Monday, April 6, 2009

Reflections

(Our father pondered the fate of the men lost on May 17, 1943 though at this time he had no real idea of the full extent of the loss. He digressed in his own thoughts at this point and thought of the tragedy of his friends, the Mathis' brothers, separately described in this Blog at "Interlude" http://warandtime.blogspot.com/2009/03/interlude.html

Jack Mathis was posthumously awarded the Medal of Honor for the events our father thought back upon that day at Gulag Luft, when he first started to learn of the details of May 17, 1943 Ijuidmen Misson. He is pictured in the back row at the far right of this picture. Here are our father's reflections in his own words.)

One day one of our bombardiers in my squadron, Rudd "Mathis", called his brother who was a bombardier on a B-17 in England. His air base was very close to ours. His brother, Jack, said, "Come over tomorrow afternoon and I'll see you then". Well, that probably meant he was going out on a mission that day.

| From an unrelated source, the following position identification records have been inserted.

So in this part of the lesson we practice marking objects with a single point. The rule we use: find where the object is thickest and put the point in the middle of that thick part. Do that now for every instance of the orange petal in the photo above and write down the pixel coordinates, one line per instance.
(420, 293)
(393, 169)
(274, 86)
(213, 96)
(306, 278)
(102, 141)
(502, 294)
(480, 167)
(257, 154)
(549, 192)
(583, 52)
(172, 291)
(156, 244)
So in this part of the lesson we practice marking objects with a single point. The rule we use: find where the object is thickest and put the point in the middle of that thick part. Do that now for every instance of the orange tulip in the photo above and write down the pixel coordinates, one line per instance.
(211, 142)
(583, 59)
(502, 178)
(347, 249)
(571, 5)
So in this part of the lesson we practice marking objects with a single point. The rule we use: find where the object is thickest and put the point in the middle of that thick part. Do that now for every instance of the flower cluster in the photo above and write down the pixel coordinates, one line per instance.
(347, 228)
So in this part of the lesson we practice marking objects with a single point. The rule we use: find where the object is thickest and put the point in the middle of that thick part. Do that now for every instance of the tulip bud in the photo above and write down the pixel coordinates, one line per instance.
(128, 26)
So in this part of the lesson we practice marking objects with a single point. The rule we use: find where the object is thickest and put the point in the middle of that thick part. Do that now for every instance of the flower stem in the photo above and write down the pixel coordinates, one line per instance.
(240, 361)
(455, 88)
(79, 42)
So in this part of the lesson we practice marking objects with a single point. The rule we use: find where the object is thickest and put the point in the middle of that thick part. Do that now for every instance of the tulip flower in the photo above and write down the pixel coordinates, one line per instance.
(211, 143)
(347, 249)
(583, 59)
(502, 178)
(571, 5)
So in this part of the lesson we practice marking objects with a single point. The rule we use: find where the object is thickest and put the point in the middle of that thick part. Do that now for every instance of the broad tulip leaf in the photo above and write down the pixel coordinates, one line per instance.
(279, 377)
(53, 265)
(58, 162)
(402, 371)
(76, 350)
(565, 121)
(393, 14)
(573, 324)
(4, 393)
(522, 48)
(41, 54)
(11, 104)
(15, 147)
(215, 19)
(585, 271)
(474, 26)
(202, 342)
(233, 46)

So Rudd went over there that afternoon and it was protocol for any B-17 (or any airplane) coming in for a landing, that first priority went to crippled airplanes that were ready to crash, and they would fire a red flare out of the airplane and then they would come to the head of the formation to land.

Planes with wounded men aboard also sent out red flares to tell the crew on the ground that they needed second priority. Well anyway, a flare went out from the plane that Rudd "Mathis'" brother Jack was flying on. It landed and Rudd went out to the airplane and helped carry his dead brother off the airplane.

What had happened was they were making their bomb run and he was in the lead airplane. It was characteristic that the lead airplane was the one that used the bombsite to locate the target and the drop point and then when all the airplanes behind him saw the bombs falling, they would drop their bombs. Well, shortly before they hit the drop point, the bombardier, Jack Mathis, was hit with a burst of flack and he was grievously wounded. Nevertheless, he stuck with his bomb site and dropped the bombs on the target and died. For this, he was awarded the Medal of Honor.

Well, Rudd was all upset about this, obviously, and he requested of our Commanding Officer that he be transferred into that B-17 group. They accommodated him. And several days later, he went out with that group and the B-17 he was flying on radioed "May Day" as it was returning over the English Channel. May Day means, we're in trouble, we're going down. That was the last that was ever heard of Rudd "Mathis" and the airplane. Evidently, it crashed into the North Sea and no debris was found, which meant it probably just kept on going to the bottom of the sea. Both brothers were dead.